Now the measure is beginning to decrease, perhaps indicating the first signs of a crunch.

The picture being painted certainly looks familiar: much of the wave of stimulus money released by Beijing since 2008 went into construction and property. And so it is that western traders, wary of the lessons of subprime America, are now looking with some astonishment at the price even modest properties command relative to average earnings.

In cities like Beijing or Shanghai, apartments are said by analysts to sell for as much as 30 times average annual income. Compare that to just under 6 times for the worst-stricken subprime properties in the pre-crash US.

Hugh Hendry, one of the hedge fund industry’s most voluble figures, has long been critical of China’s property boom. It is only recently, however, that a jerky, homemade video he uploaded to YouTube in 2009 has become something of a hit in hedge fund circles. His surreptitious film of soaring skyscrapers, empty malls and deserted developments has had over 113,000 views.

Indeed, Mr Hendry seemed like something of a Cassandra when he launched a “short China” credit fund earlier this year.

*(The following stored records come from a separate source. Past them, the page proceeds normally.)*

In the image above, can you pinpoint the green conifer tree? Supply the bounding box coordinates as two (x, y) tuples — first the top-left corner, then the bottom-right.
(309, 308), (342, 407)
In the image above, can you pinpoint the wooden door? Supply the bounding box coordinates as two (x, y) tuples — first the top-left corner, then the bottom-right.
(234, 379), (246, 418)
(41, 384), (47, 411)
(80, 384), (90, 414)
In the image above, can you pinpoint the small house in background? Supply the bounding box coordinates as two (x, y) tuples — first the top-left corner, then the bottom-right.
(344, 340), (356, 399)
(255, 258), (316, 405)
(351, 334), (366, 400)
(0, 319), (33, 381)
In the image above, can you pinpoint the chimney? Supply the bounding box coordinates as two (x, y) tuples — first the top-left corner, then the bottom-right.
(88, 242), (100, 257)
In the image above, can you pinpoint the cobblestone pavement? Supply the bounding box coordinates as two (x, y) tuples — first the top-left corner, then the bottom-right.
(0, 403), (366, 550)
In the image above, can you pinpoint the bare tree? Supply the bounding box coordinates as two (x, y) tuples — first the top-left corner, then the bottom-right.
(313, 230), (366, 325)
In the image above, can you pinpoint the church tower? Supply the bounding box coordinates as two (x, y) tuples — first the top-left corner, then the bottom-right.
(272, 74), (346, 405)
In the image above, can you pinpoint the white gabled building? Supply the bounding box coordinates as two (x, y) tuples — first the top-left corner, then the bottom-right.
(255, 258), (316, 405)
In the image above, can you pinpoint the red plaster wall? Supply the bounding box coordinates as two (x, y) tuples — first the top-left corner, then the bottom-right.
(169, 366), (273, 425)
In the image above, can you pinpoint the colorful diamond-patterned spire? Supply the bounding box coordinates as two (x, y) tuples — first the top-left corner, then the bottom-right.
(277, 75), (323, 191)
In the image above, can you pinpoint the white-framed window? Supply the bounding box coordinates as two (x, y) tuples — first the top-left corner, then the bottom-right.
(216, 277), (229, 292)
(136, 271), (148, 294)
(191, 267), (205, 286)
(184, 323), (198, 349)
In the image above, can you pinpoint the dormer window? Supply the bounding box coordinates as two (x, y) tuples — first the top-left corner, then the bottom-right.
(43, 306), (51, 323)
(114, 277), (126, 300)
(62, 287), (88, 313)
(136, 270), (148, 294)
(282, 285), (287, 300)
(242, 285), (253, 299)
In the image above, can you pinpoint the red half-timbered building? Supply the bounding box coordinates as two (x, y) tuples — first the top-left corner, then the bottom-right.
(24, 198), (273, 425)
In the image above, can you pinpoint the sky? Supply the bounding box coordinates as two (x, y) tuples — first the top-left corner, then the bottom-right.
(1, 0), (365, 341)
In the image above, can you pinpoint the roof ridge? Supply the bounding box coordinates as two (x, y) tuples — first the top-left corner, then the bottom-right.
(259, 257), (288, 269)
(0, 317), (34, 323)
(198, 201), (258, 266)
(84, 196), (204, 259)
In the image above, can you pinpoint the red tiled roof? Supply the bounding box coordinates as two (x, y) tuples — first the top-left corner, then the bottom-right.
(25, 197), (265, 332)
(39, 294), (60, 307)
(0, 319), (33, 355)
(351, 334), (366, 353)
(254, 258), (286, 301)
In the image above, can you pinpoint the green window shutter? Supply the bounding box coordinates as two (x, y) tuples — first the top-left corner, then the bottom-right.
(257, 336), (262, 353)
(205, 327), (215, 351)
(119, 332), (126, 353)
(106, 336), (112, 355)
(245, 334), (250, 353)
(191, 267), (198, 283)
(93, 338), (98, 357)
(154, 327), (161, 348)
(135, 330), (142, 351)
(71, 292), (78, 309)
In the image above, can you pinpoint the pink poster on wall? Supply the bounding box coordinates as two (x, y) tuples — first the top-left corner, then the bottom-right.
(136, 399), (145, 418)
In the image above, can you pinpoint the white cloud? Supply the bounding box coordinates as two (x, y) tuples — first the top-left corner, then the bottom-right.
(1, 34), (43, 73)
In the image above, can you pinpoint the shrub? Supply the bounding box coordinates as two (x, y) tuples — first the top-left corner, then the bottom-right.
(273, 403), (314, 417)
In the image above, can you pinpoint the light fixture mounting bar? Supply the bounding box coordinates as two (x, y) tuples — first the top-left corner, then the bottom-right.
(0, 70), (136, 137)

His performance has spoken louder than his words, however. His short China fund is up 52 per cent as of the end of November, compared to a loss of 4.3 per cent for his average peer.

The read-across from such returns could have far-reaching implications.

As Jonathan Anderson, an emerging markets economist at UBS declared in March, China’s property market, much like that of the US before it, is probably, “the single most important sector in the entire global economy.”